Refreshing thread. I was always quite surprised at the harshness and expectations that SM shouldn't complain despite the disproportionate sacrifices many make. I wonder if it's sneaking envy in some cases in acknowledgement that it is a tough job. There is definitely sexism at play too in that a SM is fair game but a SD is a saint.
In my case DSD was f/t resident, so I did the giving, emotional support, financial provision (house, hols etc) and bore stiff upper lip against occasional rudeness. Not perfect just my best, like most parents. As many have said if the resident parent ignores poor behaviour it undermines everything. And this has made things increasingly difficult over the years, esp now we have younger DS and DD, since DSD has become more vocally rude when visiting (living with bf the last couple years). DH will not confront her but rips a strip off our DC (15 years younger!) if they're rude to me.

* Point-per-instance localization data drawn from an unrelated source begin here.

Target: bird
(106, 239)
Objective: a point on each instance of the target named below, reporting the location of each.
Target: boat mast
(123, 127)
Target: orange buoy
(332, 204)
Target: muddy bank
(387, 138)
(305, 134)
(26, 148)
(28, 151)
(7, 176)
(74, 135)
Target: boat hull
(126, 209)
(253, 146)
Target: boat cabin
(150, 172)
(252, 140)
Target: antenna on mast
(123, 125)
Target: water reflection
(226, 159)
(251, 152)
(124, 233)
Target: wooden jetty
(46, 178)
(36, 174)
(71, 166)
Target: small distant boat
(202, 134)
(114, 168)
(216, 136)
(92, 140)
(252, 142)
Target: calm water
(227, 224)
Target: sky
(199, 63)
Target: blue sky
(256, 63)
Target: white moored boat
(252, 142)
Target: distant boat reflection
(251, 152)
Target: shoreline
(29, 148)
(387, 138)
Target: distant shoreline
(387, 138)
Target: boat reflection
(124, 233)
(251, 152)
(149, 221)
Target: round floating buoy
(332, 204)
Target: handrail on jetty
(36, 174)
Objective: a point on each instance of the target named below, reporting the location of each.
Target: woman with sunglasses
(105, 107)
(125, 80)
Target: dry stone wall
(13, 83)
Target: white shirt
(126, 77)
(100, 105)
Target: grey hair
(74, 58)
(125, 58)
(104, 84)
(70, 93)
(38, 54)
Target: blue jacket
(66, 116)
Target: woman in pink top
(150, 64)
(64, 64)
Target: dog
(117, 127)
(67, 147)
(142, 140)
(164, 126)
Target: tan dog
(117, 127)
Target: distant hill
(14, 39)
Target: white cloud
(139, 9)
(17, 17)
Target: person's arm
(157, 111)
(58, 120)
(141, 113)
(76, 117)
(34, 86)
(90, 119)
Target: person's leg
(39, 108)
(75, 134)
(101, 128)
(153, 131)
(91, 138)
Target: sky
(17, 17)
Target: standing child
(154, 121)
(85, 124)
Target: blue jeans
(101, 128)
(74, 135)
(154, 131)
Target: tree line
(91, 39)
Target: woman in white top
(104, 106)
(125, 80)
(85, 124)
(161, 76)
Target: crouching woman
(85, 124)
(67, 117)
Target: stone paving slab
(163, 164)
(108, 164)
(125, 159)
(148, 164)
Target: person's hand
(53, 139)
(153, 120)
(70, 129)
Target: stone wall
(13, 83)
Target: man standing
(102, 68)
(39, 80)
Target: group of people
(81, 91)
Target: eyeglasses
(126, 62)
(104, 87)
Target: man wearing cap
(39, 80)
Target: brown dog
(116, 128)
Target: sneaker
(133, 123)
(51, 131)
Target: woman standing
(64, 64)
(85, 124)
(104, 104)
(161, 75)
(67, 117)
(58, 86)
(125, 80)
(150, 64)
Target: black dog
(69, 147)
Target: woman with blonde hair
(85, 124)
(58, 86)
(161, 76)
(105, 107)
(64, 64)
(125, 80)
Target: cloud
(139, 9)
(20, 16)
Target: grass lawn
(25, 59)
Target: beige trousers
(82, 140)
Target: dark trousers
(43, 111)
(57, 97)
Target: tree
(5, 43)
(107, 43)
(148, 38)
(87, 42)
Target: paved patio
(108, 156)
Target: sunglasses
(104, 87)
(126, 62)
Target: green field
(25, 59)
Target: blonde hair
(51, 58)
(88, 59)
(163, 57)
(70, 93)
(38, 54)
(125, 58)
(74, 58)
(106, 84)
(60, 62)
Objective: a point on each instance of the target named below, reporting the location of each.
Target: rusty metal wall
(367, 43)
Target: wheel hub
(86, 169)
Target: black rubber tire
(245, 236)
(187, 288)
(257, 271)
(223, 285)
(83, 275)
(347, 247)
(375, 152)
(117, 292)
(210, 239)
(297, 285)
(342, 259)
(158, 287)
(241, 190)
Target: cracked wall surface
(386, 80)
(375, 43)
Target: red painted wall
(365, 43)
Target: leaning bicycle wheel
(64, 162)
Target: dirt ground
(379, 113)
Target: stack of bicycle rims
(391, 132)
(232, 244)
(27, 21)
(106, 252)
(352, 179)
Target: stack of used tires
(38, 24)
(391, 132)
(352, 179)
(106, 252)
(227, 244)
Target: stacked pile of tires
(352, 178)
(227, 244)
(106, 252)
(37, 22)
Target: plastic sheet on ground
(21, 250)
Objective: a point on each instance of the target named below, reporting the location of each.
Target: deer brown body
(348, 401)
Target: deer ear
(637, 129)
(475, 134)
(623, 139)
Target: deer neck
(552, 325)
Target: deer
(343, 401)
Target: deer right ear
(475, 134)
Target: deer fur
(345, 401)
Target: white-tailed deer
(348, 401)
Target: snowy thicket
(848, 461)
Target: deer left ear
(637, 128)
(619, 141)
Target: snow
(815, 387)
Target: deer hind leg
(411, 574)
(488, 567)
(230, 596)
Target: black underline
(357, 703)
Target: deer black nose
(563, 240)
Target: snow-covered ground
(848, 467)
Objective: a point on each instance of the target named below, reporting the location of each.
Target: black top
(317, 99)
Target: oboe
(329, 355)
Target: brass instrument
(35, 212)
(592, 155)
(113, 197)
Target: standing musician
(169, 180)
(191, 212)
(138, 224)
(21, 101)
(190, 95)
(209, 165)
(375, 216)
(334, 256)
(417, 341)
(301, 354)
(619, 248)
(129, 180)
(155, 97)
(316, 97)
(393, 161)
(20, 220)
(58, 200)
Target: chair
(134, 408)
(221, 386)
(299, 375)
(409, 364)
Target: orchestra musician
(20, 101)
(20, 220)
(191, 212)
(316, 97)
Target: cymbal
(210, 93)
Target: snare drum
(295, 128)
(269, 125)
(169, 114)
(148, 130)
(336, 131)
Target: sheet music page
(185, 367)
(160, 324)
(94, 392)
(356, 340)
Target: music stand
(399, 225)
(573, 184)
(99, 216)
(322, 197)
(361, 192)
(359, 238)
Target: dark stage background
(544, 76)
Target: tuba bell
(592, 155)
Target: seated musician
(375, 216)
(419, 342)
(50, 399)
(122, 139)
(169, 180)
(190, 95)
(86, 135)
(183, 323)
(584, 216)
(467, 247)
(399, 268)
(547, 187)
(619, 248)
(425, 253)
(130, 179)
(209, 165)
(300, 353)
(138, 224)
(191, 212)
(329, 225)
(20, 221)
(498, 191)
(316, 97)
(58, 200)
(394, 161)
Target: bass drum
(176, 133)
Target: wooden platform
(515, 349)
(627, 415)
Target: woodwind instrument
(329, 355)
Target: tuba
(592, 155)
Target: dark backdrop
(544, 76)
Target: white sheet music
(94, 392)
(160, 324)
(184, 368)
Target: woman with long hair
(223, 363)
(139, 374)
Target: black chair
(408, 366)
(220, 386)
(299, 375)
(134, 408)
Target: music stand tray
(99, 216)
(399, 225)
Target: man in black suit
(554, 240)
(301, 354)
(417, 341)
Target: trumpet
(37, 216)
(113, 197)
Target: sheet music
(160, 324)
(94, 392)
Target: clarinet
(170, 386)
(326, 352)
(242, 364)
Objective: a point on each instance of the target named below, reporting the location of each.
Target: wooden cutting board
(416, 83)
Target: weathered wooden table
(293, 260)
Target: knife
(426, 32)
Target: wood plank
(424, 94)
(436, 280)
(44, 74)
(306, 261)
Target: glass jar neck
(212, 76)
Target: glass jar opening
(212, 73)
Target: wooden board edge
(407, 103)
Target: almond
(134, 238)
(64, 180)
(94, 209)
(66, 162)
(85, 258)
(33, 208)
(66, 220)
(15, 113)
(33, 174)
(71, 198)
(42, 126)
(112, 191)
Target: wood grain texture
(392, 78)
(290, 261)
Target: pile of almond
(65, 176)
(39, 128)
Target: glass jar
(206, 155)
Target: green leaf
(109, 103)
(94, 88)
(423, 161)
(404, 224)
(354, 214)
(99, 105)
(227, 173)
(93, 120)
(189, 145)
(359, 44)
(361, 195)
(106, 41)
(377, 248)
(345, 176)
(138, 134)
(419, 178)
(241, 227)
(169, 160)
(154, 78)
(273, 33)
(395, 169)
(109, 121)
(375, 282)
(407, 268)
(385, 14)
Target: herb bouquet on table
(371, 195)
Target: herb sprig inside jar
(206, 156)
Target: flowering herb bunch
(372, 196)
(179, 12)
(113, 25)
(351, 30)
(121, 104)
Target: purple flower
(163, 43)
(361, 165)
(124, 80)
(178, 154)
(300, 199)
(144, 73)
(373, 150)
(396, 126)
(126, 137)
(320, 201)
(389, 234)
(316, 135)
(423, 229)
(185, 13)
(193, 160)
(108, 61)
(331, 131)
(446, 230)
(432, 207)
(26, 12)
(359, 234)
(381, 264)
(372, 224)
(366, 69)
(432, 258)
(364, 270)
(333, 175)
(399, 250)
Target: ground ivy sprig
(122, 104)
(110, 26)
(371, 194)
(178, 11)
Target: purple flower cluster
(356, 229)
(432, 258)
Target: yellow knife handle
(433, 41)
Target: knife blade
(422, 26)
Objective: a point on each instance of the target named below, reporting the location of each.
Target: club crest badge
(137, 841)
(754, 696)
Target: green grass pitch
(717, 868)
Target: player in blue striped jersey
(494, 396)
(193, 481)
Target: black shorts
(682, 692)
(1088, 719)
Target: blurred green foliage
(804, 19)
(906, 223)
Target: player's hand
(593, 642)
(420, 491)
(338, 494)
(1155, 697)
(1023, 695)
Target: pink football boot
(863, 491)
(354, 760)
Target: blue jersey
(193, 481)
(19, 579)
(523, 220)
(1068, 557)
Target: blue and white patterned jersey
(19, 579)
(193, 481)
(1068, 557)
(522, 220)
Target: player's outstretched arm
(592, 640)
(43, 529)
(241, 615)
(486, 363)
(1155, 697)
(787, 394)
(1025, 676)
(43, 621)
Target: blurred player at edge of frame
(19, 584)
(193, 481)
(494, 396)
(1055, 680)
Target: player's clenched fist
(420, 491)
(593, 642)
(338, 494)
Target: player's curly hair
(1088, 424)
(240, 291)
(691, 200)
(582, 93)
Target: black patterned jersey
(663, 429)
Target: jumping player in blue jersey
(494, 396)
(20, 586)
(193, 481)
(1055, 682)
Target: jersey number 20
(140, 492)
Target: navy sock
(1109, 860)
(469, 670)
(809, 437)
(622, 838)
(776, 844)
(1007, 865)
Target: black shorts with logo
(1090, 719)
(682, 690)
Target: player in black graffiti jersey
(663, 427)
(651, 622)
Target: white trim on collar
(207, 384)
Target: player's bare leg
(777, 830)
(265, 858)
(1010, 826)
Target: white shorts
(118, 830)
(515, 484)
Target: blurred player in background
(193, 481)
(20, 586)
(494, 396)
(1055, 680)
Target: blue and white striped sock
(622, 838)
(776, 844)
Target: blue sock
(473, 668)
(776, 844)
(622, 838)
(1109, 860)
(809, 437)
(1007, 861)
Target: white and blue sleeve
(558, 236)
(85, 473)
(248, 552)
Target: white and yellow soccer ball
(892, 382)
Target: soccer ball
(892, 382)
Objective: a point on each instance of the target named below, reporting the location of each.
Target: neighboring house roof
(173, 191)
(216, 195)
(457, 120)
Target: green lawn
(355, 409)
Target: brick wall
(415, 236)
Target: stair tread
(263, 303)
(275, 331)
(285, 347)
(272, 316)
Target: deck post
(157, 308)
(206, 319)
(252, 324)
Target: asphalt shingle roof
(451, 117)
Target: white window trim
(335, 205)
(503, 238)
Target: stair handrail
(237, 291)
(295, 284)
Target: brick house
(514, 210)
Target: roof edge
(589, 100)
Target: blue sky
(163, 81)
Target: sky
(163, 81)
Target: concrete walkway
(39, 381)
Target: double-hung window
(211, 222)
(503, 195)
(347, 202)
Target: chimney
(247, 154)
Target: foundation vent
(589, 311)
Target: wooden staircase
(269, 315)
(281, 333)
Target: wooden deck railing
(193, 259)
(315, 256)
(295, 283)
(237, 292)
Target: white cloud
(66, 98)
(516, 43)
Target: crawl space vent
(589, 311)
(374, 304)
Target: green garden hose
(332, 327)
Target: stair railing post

I became a stepchild at the same age as DSD did, 11, and although my DSF (and mum) have their grumbles about each other, my mum and I always big up my DSF in our conversations. They're not an overly PDA couple but they respect and love each other and although I was a little shit at times in my earlier years, I never got the impression I could come between them or diss DSF. My DH also was raised by his mum and DSF from a much earlier age and it was v rocky and DH has admitted his over protective attitude towards DSD is due to not wanting to repeat that cycle, but it really hasn't served her well.
So I've come here for support just a handful of times over the last few years, posting as positively and child centred as possible, and although I've not received aggression, there's been a polite sense of, so what?